Le SVICC accueillera le sommet USA-Afrique après les coûts astronomiques réclamés par le prestataire pour un autre lieu.

Par Narain Jasodanand et Jasvin Sok Appadu

Swami Vivekananda International Convention Centre (SVICC), Caudan Arts Centre, Trianon Convention Centre etc. Ce ne sont pas les centres de conférences publics qui manquent. Les gouvernements successifs en voulaient tous sous le prétexte de faire de Maurice un « International Conference Hub ». En vain.

Même le grand raout qui sera organisé du 26 au 29 juillet 2026 par Maurice pour la 18e édition du Sommet d’affaires États-Unis–Afrique avait boudé nos centres de conférences pour le club privé Mont Choisy Le Golf (Mont Choisy).

Les annonces avaient été faites en grande pompe. C’est le Council of Corporate Africa (CCA), chargé de l’organisation du sommet, qui avait recommandé Mont Choisy, après que le prestataire événementiel retenu, Salil Gokulsing, le leur eut suggéré. Puis, deux mois avant l’événement, changement de programme : la conférence sera organisée au SVICC.

Pourquoi ? Ritish Ramful, dont le ministère paiera la note pour le sommet, nous explique que c’est en raison du montant trop élevé de la facture.

Marquises et commission

Combien ? Selon une source, elle allait dépasser Rs 200 millions à Mont Choisy, largement au-dessus du budget d’environ Rs 60 millions prévu.

Ce n’est pas le terrain de 16 arpents mis à disposition par Mont Choisy qui était en cause car il l’avait été à titre gracieux. Seules
Rs 10 millions allaient être réclamées pour la préparation du site.

En fait, ce sont les marquises coûtant des dizaines de millions ‒ et qui allaient inclure un système de climatisation, générateurs, moquettes, planchers, mobiliers etc. ‒ qui auraient causé l’inflation des prix. Et c’est Salil Gokulsing, le prestataire choisi, qui allait s’occuper de ses installations.

Ce n’est pas tout. Il y a eu aussi une sollicitation de commission de la part de Salil Gokulsing à Mont Choisy. Cette société nous confirme cette demande :« En janvier 2026, la DMC (NdlR, Salil Gokulsing) a écrit à Mont Choisy en indiquant intervenir en qualité d’apporteur d’affaires et en sollicitant le paiement d’une commission en contrepartie de la recommandation du site comme lieu potentiel d’accueil du sommet. »

Contacté, Salil Gokulsing nous explique que ce connector’s ou referral fee est courant dans ce genre de démarches. Tout en nous affirmant y avoir volontairement renoncé par la suite. Pourquoi ? Sa réponse : « Cette renonciation avait précisément pour objectif de contribuer à la réduction des coûts et de faciliter l’organisation du Sommet États-Unis–Afrique, qui est un événement important pour Maurice et mérite le soutien de tous. » Quel patriotisme !

Sauf que Mont Choisy nous a donné une différente version : face à la demande de Gokulsing, « Mont Choisy a répondu sans ambiguïté qu’étant donné que le CCA et le gouvernement étaient les principaux organisateurs et les seuls décideurs quant au choix du lieu, Mont Choisy exigeait des éclaircissements… Suite à la position adoptée par Mont Choisy, la DMC a retiré sa demande ».

Salil Gokulsing a aussi refusé de nous donner une idée des coûts des installations qui allaient être encourus à Mont Choisy et qu’il allait facturer au gouvernement.

Rajen Seetohul se dérobe

Le choix s’est donc reporté sur le SVICC tout simplement parce qu’il n’y avait pas besoin de marquises etc. puisque le site dispose d’un hall assez grand pour accueillir plus de 2 800 personnes.

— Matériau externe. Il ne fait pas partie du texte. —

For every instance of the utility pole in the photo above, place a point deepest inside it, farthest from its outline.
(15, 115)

La question qui se pose : pourquoi n’avoir pas choisi SVICC dès le départ ? Aux Affaires étrangères, on nous explique que c’est parce que Landscope, le propriétaire de SVICC, avait décliné l’offre en raison de travaux en cours. Dans la copie d’un e-mail de mai 2026 qui nous a été transmise, le Chief Executive Officer (CEO) de Landscope, Rajen Seetohul, fait état de quelques travaux qui se termineront à la mi-juillet.

Or, une source à Landscope nous informe qu’il n’y avait pas de travaux majeurs en cours, sauf du nettoyage et de l’entretien de certains équipements, et cela en mars 2026 !

Pourquoi SVICC a-t-il parlé de travaux pour ensuite accepter d’accueillir la conférence ? Sollicité, Rajen Seetohul ne nous a pas répondu.

La conférence sera donc organisée en juillet prochain au SVICC. Sauf s’il y a risque de contamination par le virus Ebola. En tout cas, encore un bon point pour Ramful, qui a fait économiser des millions au pays.